The proposal was put forth last month at the meeting of the Chinese People’s Political Consultative Conference held at the Great Hall of the People in Beijing on May 21, according to Cointelegraph. Ten influential members of the conference laid out plans of the regional digital currency backed by four of the region’s fiat currencies.
The ratios of the four currencies will be determined by the size of the economies of the nation issuing them. For example, the yuan will comprise more than 60 percent of the pool backing the East Asian cryptocurrency, which is to be expected since China is the largest economy among the four countries. The Japanese yen, on the other hand, is calculated to account for around 20 percent of the guarantee.
Neil Shen, the co-founder of Chinese travel services provider Ctrip, is one of the 10 who pushed for the creation of the regional cryptocurrency. Shen is known as a top venture capital investor in the country with an estimated net worth of $1.6 billion.
Another well-known member pushing for the crypto’s creation is Henry Tang, a Hong Kong politician.
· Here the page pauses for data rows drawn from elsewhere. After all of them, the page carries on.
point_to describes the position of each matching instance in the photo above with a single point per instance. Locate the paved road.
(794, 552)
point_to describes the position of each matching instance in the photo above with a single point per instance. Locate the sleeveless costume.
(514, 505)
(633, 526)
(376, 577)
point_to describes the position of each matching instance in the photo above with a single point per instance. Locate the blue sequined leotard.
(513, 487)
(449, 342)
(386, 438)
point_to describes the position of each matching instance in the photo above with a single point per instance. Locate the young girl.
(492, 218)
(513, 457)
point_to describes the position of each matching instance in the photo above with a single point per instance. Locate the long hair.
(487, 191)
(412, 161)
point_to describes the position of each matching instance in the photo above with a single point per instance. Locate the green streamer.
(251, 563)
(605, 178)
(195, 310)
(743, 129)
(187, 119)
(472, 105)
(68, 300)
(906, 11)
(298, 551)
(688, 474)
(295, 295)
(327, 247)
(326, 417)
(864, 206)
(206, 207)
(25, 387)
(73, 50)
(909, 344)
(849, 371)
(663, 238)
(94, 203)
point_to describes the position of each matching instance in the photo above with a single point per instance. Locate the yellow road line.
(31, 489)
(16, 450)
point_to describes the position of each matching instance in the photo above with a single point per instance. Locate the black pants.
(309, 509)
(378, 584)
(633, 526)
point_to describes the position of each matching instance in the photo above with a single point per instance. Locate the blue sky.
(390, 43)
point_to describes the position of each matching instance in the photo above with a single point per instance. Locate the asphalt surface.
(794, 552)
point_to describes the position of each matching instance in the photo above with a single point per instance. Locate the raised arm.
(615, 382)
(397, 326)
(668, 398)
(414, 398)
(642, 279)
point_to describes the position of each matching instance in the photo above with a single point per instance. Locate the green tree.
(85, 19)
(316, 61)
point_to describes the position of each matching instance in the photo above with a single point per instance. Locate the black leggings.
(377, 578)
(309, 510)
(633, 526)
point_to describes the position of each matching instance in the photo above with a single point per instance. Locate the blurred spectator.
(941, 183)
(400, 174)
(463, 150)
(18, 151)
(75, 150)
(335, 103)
He was the former chief secretary of Hong Kong, the special administrative region’s second-highest position.
According to Nikkei Asian Review, is in line with China’s push to create a payment network independent of the U.S. dollar. “With the U.S. successively barring dollar-based transactions as a sanction against adversarial countries, China is rushing to build a payment network independent of the dollar, which so far has been indispensable for international business transactions,” the publication wrote.